For decades, toddlers have played happily with basic kitchen sets – busily frying up plastic sausages in plastic pans.
But for some parents, it seems, it’s all become a little too common.
And to cater to their demands, new ranges of much posher kitchen toys made exclusively of wood are hitting the shelves.
A new range of posh range of kitchen toys are hitting the market this Christmas
The sets include ‘Nespresso’ coffee-makers, US-style fridges with ice-dispensers, smoothie-makers, Aga cookers – and, of course, that middle-class staple, avocados.
The wooden ranges are being sold by major store chains including Aldi, Asda and John Lewis in an effort to capture a slice of the vast Christmas toy market.
Peter Jenkinson, who follows toy trends and runs the Toyology website, said the sets were part of a ‘push-back against plastic’, adding: ‘Often consigned to the back of a cupboard when not in play, plastic play-sets are being replaced by highly crafted wooden sets that are left on display when not used.’
Asda’s Gemma Bergin said its new ‘Smeg’-style wooden fridge and kitchen toys were coloured light blue ‘to ensure they are tempting for children, while appealing to parents looking for toys to complement their homes’.

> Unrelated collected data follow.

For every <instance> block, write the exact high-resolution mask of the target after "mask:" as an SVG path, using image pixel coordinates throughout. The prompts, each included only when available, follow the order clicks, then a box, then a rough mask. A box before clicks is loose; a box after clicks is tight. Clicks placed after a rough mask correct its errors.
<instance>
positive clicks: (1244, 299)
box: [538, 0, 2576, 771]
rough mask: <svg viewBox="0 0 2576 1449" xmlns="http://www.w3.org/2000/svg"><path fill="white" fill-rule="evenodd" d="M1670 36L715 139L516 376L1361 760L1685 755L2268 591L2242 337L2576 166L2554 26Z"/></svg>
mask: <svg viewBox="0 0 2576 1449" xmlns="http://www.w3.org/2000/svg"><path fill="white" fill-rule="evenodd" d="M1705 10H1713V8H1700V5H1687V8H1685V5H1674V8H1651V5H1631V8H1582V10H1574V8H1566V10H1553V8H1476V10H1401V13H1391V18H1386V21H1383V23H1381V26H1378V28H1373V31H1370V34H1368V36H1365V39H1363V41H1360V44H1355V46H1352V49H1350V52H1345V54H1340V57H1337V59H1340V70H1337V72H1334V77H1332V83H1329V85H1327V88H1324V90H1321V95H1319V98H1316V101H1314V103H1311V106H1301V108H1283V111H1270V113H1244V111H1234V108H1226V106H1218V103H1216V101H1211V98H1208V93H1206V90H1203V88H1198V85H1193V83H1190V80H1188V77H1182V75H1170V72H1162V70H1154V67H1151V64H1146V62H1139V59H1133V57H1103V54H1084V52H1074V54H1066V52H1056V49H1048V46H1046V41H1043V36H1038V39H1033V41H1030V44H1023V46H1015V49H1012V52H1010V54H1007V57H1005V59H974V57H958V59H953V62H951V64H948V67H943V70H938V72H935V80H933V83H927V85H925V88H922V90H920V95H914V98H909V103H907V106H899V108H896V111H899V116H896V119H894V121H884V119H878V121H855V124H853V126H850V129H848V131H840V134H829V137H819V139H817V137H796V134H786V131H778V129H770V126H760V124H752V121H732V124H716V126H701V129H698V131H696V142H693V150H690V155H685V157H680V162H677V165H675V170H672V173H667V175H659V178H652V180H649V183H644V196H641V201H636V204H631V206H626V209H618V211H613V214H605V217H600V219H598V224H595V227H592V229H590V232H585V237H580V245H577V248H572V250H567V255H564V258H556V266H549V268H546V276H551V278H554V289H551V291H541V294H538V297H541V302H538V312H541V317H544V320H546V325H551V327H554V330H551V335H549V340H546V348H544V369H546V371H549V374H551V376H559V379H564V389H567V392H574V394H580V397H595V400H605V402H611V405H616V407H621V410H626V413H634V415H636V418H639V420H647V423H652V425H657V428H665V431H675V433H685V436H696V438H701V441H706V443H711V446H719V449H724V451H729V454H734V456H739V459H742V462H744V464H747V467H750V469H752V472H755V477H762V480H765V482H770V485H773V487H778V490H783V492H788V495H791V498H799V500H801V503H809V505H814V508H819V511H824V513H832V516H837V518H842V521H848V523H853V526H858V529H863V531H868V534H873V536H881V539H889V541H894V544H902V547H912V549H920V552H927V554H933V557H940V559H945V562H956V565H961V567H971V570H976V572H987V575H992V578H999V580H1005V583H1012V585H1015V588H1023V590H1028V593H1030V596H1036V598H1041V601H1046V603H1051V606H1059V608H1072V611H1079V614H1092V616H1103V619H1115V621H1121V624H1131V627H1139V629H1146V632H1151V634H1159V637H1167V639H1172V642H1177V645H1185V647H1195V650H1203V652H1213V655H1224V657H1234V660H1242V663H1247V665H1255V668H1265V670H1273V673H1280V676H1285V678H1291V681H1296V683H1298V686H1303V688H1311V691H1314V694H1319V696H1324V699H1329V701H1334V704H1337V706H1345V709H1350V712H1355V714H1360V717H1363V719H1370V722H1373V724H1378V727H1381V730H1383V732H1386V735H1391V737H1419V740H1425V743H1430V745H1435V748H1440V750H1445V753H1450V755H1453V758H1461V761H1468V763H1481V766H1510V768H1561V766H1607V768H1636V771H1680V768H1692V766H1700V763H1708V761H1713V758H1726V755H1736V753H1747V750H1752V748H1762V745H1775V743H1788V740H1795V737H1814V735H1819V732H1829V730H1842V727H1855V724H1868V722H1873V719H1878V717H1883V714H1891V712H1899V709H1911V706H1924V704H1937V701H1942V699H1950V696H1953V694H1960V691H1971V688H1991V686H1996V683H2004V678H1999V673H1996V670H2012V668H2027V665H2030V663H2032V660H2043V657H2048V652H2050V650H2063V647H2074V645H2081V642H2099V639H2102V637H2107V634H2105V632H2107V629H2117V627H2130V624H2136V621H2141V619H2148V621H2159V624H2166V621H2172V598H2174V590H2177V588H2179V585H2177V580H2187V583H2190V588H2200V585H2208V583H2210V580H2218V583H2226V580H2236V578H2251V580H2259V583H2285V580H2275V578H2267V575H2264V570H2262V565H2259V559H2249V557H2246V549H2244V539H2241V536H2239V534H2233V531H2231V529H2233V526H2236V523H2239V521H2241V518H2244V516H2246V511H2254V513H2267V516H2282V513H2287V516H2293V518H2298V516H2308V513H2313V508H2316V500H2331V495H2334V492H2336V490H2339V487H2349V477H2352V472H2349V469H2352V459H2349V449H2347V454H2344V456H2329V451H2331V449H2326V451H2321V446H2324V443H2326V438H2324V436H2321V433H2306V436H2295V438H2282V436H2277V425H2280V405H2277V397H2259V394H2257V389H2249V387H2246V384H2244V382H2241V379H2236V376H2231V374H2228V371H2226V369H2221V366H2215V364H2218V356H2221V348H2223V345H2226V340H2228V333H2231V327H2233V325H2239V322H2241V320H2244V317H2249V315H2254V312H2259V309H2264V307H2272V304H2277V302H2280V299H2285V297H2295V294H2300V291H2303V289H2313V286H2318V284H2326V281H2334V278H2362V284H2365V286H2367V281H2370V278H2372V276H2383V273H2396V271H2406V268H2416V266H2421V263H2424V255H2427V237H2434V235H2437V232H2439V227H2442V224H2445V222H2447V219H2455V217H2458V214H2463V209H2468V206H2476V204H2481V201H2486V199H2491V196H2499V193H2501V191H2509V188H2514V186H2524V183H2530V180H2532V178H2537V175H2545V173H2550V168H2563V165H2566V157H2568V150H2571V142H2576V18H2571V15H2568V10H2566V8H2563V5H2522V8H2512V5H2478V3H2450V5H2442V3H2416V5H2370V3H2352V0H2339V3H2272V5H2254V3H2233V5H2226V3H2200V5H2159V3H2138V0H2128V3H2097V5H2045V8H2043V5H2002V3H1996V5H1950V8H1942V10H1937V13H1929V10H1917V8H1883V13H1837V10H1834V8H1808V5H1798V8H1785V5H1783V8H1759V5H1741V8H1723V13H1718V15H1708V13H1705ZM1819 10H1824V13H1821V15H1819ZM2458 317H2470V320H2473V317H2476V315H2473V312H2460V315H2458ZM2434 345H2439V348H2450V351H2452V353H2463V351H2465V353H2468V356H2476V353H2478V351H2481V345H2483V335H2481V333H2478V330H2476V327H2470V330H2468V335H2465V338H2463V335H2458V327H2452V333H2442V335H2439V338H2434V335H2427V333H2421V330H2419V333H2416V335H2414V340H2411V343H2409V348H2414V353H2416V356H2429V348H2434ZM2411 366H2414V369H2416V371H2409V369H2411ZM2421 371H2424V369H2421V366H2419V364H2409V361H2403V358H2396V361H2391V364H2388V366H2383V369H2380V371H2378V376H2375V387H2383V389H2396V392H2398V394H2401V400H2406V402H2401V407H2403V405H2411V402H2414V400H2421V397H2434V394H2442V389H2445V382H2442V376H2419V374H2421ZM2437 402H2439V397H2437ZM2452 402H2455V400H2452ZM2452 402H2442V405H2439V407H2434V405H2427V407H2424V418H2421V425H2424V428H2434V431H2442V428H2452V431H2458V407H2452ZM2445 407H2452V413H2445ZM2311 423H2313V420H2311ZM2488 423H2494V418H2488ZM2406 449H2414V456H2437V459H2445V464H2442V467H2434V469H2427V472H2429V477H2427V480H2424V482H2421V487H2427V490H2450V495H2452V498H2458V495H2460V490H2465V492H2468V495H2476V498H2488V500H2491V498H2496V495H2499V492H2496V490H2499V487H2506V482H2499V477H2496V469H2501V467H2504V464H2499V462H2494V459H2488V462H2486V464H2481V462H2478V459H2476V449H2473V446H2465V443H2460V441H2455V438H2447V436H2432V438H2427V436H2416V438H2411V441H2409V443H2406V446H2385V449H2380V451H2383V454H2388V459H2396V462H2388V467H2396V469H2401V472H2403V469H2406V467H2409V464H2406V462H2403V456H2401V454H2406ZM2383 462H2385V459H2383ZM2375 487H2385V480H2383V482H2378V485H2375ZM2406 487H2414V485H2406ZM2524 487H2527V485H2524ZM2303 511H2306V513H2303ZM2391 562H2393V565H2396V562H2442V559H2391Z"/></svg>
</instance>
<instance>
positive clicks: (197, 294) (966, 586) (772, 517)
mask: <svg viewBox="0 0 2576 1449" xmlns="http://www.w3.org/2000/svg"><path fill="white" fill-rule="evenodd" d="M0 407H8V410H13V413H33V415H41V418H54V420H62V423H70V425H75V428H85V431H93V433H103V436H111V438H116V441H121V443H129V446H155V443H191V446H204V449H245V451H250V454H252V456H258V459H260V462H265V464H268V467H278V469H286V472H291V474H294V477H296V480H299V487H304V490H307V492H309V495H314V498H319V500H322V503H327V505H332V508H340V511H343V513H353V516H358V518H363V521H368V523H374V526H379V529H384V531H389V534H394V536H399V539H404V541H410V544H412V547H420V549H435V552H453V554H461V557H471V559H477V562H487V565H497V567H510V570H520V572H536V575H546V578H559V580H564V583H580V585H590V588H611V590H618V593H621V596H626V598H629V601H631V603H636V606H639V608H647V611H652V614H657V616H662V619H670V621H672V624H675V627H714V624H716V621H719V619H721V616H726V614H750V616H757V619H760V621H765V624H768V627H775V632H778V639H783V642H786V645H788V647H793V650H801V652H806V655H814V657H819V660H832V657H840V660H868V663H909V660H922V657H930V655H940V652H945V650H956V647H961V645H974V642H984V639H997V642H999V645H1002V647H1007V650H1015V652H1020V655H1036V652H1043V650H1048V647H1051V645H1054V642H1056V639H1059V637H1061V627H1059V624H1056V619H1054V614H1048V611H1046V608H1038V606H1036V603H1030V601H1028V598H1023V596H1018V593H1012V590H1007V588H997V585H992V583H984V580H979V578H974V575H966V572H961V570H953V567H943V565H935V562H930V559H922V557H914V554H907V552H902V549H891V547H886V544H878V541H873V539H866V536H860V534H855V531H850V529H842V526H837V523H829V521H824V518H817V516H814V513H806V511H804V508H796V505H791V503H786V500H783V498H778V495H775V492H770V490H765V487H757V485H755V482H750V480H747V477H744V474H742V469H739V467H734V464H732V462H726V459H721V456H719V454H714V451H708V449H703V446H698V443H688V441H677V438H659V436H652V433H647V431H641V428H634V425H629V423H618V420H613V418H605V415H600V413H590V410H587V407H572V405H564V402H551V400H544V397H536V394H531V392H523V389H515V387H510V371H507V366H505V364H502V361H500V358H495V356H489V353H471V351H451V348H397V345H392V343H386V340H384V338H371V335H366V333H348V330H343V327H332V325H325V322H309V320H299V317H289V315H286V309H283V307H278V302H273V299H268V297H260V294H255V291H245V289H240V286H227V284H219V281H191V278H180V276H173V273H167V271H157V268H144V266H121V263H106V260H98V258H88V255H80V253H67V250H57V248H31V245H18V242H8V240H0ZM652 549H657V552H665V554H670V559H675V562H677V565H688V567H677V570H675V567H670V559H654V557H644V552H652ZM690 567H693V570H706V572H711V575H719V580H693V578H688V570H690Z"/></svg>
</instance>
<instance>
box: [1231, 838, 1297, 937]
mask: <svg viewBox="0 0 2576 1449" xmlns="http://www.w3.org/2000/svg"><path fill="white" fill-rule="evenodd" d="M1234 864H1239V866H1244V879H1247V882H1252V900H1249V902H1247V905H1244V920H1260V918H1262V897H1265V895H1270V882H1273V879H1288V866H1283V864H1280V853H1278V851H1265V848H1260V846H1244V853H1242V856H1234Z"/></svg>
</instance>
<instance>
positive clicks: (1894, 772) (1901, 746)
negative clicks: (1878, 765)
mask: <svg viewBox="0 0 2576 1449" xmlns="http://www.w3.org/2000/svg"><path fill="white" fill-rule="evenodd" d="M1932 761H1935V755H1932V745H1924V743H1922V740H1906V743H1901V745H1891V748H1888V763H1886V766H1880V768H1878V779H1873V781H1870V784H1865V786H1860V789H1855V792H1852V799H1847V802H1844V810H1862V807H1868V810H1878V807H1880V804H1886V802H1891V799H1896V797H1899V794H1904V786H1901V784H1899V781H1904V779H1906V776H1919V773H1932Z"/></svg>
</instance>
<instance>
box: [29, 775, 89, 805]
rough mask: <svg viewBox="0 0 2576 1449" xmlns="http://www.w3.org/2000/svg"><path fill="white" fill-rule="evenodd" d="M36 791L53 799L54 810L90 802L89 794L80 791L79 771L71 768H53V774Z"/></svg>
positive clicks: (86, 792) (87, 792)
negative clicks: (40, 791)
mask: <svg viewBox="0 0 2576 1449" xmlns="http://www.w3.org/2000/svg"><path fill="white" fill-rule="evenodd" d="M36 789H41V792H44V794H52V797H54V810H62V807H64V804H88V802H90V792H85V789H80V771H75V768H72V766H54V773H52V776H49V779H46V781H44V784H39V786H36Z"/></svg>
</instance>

Avocados are part of a new trend in ‘posh wooden toys’ that are being made to appeal to middle-class children
Aldi is expanding its wooden toy range in October. It will sell a wooden Nespresso-style machine, complete with changeable pods, as well as a wooden smoothie-maker.
‘Our wooden toys have become increasingly popular with the range selling out online in a week last year,’ said Aldi’s Tony Baines.
‘There is demand for wooden toys based on modern kitchen appliances, as children love to mimic their parents.’
John Lewis began selling a wooden Aga and coffee machine last year. The store’s Ben Archer said: ‘Fifty-two per cent of toys we sell are crafted from wood. The coffee machine is one of our best-sellers, outselling the plastic version three to one.’
The sets include ‘Nespresso’ coffee-makers, US-style fridges with ice-dispensers, smoothie-makers, Aga cookers
The outlet where it sells best is the John Lewis at London’s Canary Wharf, where many corporate lawyers and bankers work. One toy company, Donkey Products, has brought out a wooden smartphone and laptop, where the screen is a blackboard.
The firm’s Lewis Dawson admitted most buyers were ‘middle-class, affluent parents and grandparents – there is a certain snob value to them’. Kieran Elsby, a spokesman for Hape, who supply Harrods, says sales of role-playing wooden toys are up 16 per cent. ‘If you’re slicing an avocado or aubergine in the kitchen, children enjoy copying that.’